Et ce n’est pas tout. Le reste des financements du film sont eux aussi à justifier, sur base de factures. Derrières lesquelles se cache aussi, évidemment, du salaire. Difficile de dire précisément pour quelle part suivant chaque fournisseur, alors prenons la moyenne de la part des salaires dans le PIB belge, soit environ 50%. Il nous reste 56.000 € de frais de production justifiés par des factures, dont 50% représente du salaire, soit 28.000 €.

Et pour les "caisses de l'Etat" ?

A ce point, refaisons nos calculs, du point de vue du “simple” retour pour la collectivité.

En donnant une ristourne à l’entreprise x qui finance le film, l’Etat a “perdu” 105.000 € sous forme d’impôt des sociétés.

Montant dont elle récupère une partie, 52.000 €, sur la base des salaires versés sur le tournage. Une partie en impôt, une partie en cotisations sociales.

Reste 53.000 €. Sur les salaires liés aux factures envoyées, on peut calculer, de manière conservatrice, que 14.000 € remontent là aussi aux caisses des impôts et cotisations.

Total: 66.000 €

S’ajoute à cela, la TVA, 21% des 56000€ facturés, 11.760 €

Nous en sommes déjà à 78.760 €. Le “manque à gagner” pour les caisses de l’état n’est déjà plus que de 26.240 €

Une machine à faire du salaire

On va s’arrêter là dans les calculs. Il suffira ici de rappeler que les salaires deviennent des dépenses des ménages, qui génèrent eux aussi de la TVA, des taxes et accises diverses et ainsi de suite.

Tout cela pour dire une chose. Même si la collectivité ne récupère pas au centime près la somme qu’elle a perdu sur la production du film en lui-même, il y a de très fortes chances que l’opération soit à terme blanche pour les caisses collectives aussi.
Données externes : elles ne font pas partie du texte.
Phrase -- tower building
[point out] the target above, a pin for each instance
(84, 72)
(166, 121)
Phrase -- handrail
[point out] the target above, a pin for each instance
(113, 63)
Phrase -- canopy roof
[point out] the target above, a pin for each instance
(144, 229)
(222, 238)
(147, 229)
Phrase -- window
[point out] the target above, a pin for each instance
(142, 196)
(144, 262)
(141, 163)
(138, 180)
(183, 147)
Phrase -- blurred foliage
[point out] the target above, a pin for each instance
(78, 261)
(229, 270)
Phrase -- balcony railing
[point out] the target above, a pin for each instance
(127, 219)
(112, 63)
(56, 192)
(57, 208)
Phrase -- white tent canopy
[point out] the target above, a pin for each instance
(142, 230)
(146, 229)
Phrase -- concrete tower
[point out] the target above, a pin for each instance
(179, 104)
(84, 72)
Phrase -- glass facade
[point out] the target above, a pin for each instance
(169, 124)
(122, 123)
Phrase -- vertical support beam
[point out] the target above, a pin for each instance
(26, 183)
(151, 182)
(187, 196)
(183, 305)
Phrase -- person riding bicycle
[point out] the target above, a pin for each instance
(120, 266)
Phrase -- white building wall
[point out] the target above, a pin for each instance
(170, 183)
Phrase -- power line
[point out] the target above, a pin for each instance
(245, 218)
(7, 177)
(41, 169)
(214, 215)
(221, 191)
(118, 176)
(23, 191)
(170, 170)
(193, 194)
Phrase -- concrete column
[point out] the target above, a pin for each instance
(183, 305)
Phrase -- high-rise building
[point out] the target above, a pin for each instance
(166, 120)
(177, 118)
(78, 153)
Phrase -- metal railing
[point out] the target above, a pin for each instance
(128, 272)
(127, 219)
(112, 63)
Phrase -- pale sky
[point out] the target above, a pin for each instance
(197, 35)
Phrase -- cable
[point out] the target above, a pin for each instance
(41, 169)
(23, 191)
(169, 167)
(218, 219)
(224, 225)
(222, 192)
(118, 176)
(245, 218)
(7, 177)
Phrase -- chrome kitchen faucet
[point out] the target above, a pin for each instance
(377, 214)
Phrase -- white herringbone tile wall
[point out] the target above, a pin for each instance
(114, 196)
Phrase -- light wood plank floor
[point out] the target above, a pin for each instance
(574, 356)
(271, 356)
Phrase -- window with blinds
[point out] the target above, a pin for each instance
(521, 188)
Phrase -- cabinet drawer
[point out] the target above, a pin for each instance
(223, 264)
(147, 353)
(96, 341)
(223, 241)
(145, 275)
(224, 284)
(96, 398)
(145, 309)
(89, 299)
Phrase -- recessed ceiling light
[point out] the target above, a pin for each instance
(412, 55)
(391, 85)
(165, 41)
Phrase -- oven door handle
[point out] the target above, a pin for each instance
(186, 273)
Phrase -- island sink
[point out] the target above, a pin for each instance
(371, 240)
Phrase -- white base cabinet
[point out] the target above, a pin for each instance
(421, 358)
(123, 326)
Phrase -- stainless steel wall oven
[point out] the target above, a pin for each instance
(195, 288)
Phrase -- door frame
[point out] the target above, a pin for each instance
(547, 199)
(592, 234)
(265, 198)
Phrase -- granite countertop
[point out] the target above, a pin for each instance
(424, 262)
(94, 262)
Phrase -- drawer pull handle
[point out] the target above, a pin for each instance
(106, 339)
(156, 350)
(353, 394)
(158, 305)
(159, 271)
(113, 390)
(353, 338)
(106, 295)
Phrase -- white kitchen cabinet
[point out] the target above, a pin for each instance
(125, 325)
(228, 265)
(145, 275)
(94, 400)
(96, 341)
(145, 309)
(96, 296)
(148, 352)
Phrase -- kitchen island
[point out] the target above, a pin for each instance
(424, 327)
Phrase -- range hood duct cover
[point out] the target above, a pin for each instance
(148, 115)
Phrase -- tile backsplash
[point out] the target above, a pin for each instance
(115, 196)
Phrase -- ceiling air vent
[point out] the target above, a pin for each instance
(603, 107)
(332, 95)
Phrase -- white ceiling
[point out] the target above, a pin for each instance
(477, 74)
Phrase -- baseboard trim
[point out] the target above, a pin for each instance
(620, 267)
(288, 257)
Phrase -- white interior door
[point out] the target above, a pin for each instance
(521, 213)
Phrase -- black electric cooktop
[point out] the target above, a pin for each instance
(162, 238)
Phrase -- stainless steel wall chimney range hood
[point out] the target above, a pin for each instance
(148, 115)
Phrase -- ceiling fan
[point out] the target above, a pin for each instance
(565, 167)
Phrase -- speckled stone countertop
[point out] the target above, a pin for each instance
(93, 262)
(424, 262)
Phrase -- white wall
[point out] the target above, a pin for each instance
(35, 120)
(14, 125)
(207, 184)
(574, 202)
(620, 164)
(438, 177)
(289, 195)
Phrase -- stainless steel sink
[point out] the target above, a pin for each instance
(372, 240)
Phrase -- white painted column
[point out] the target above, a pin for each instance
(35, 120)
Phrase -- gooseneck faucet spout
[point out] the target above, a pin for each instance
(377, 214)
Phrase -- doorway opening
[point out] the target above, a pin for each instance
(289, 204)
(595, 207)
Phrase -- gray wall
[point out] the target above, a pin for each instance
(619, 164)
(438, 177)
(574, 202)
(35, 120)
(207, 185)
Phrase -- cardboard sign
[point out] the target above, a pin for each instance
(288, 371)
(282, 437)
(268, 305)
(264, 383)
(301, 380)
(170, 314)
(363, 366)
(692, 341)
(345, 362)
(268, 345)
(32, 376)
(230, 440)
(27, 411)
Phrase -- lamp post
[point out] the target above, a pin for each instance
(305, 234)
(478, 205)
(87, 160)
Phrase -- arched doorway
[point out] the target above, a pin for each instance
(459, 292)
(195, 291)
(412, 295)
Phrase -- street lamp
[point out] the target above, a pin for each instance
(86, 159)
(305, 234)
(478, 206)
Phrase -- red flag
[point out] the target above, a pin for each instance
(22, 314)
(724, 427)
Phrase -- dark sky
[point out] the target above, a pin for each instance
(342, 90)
L’important est de regarder ce qu’il s’est passé dans le processus. Certes, comme le dit la doxa patronale, du travail a été créé. En fait, pas du travail, les patrons ne créent pas le travail. Mais de l’emploi, donc du salaire.

Intéressons-nous seulement à ce qui s’est passé avec l’argent, du point de vue des caisses collectives. Sur 105.000 € qui devaient arriver à l’Etat sous forme d’impôt des sociétés, 64.000 ont été transformées en ce qu’on appelle les retenues sur salaires. Dont une bonne part constituent des cotisations sociales.

Transformer de l'impôt en cotisation

En clair, environ la moitié de ce qui devait être de l’impôt, qui finance des choses que l’on n’a pas forcément, en tant que citoyen lambda envie de financer (la FN, ou des politiques de renvoi de réfugiés), est venu nourrir les caisses des dépenses sociales: retraites, soins de santé, chômage, etc. Le processus transforme du capital en cotisation.

Dans un monde idéal, cela pourrait être encore mieux. On pourrait éviter de telles contorsions financières et augmenter les parts de cotisations, pour se débarrasser toujours un peu plus du capital. Mais prenons toutes les petites avancées pour ce qu’elles sont.

D’autant qu’à la fin, on l’oublierait presque, il ressort une dernière chose de tout ce processus : un film.